Example of a home illustrating the stationary point temperature (SPT) and electricity-temperature sensitivity through a segmented linear regression method.

The Result

In January 2018, the researchers submitted their first paper, “The role of household level electricity data in improving estimates of the impacts of climate on building electricity use” by Mo Chen, George A. Ban-Weiss, and Kelly T. Sanders. The outcomes of the study bridge gaps that exist between the energy modeling and climate communities and offer a quantitative understanding of how electricity usage is affected by various climatic parameters. Stakeholders such as utilities, regional transmission operators, and grid operators will benefit from having more insight into future capacity expansion, while the research community will benefit from advancements in the space of urban heat island and energy modeling. The resulting research methods will be applied to other cities in the United States and around the globe in future work.

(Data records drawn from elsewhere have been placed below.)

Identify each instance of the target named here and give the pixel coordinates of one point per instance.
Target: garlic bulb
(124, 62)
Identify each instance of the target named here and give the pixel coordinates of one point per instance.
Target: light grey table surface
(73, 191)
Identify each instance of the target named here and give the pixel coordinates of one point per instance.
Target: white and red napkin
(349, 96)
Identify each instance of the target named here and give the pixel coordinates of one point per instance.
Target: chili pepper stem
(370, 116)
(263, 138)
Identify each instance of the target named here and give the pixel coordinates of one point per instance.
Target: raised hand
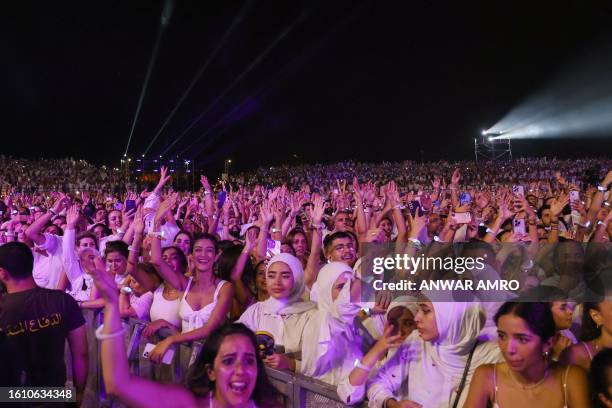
(318, 210)
(139, 222)
(436, 183)
(267, 214)
(205, 183)
(250, 239)
(456, 177)
(417, 223)
(163, 179)
(104, 281)
(556, 207)
(72, 217)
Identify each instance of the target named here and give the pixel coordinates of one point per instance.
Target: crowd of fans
(290, 251)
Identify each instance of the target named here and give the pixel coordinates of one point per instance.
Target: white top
(165, 309)
(194, 319)
(81, 282)
(286, 329)
(141, 304)
(48, 268)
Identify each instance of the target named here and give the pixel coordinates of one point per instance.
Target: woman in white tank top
(206, 300)
(166, 299)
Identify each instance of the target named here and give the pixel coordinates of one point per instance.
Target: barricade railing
(298, 391)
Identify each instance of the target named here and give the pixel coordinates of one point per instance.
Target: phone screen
(518, 226)
(130, 205)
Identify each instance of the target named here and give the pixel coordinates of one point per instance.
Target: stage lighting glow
(576, 103)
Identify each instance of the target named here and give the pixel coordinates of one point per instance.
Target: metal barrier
(298, 391)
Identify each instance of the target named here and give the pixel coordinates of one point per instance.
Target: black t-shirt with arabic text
(37, 322)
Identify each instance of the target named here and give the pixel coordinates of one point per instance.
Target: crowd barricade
(298, 391)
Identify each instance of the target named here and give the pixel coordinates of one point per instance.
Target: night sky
(364, 80)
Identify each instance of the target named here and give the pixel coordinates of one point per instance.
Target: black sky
(364, 80)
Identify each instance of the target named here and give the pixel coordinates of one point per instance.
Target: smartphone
(273, 247)
(415, 206)
(462, 218)
(518, 226)
(574, 196)
(130, 205)
(465, 198)
(518, 190)
(265, 343)
(221, 197)
(168, 356)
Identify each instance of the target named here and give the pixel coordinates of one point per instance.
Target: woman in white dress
(429, 369)
(284, 314)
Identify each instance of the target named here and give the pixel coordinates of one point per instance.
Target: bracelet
(358, 364)
(415, 241)
(101, 336)
(156, 234)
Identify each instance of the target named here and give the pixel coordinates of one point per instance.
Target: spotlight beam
(165, 19)
(236, 80)
(237, 20)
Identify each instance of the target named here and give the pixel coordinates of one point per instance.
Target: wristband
(357, 364)
(415, 241)
(156, 234)
(101, 336)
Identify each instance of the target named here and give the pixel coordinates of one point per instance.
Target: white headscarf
(340, 311)
(293, 304)
(330, 351)
(459, 326)
(409, 302)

“This important research would honestly not be possible without the combination of computational power and high security, not to mention technical expertise of the support and research computing staff, of the HPC” –George Ban-Weiss

In summary, this was the first use of HPC’s secure data system and resulted in the fine-tuning of security workflows and the final production workflow. Multiple integrated components were tested, including SSH, DUO authentication, the transfer of files to the encrypted account, secure queue scheduling and resource management, X11 forwarding, and the use of the cluster’s parallel file system. The HSDA environment is now deployed for use and researchers from Gerontology and Preventive Medicine are actively utilizing it for data analysis.. Additionally, this HSDA pilot helped finalize secure data account application and processing procedures, and user documentation. ACI-REFs still coordinate security evaluations with regard to new workflows proposed by our researchers with the ITS security group and our external third-party security auditors.  HPC’s ACI-REFs are actively working with several groups who are exploring HSDA as their computational solution for studies in such areas as brain tumors and complications due to diabetes.

Notable Publications and Presentations Resulting from this Work

Dr. Ban-Weiss received a 2018 National Science Foundation CAREER Award for outstanding work in the classroom and innovative approaches to research.

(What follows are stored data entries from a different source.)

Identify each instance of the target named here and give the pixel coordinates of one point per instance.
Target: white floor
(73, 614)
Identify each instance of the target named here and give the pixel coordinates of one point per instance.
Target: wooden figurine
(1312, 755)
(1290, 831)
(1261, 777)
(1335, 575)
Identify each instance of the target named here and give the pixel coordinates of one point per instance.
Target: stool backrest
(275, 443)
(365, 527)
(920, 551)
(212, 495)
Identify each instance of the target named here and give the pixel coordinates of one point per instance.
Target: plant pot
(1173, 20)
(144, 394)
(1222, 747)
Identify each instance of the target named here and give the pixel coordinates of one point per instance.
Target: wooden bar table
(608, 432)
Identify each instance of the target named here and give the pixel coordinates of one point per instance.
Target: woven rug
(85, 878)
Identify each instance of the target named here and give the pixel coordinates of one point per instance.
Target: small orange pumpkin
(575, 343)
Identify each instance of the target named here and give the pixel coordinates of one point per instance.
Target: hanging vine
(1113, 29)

Collaborators and Resources

Collaborators

  • Maureen Dougherty, Director of High-Performance Computing, USC
  • Dr. Jimi Chu, Systems Administrator, High-Performance Computing, USC
  • Dr. Kelly Twomey Sanders, Assistant Professor, Department of Civil and Environmental Engineering, USC
  • Dr. George Ban Weiss, Assistant Professor, Department of Civil and Environmental Engineering, USC
  • Mo Chen, Graduate Research Fellow, Department of Civil and Environmental Engineering, USC
  • Erin Shaw, Research Computing Facilitator, High-Performance Computing, USC
  • Cesar Sul, Research Computing Facilitator, High-Performance Computing, USC
  • Bill Jendrzejek, Account Administrator, High-Performance Computing, USC
  • Robert Lau, Director, Information Security Systems, USC

Dr. Kelly Twomey Sanders
Civil & Environmental Engineering


Dr. Georg Ban Weiss
Civil & Environmental Engineering


Graduate Student Mo Chen
Civil & Environmental Engineering


ACI-REF Erin Shaw
USC High-Performance Computing


ACI-REF Cesar Sul
USC High-Performance Computing

Resources

All work was performed at USC’s Center for High-Performance Computing. The HPC computing resource consists of two low-latency bandwidth Linux clusters: 457 public and 745 condo’d nodes on a 56-gigabit Infiniband backbone and 109 public and 1372 condo’d nodes on a 10-gigabit Myricom backbone.

Funding Sources

The work described in this case study was supported in part by a grant from the National Science Foundation, Award #1341935, Advanced Cyberinfrastructure – Research and Educational Facilitation: Campus-Based Computational Research Support and in part by USC’s Information Technology Services and Center for High-Performance Computing. The HPC research project described was supported in part by faculty start-up funding and an internal departmental fellowship, and in part by a grant from the National Science Foundation. Southern California Edison provided the dataset.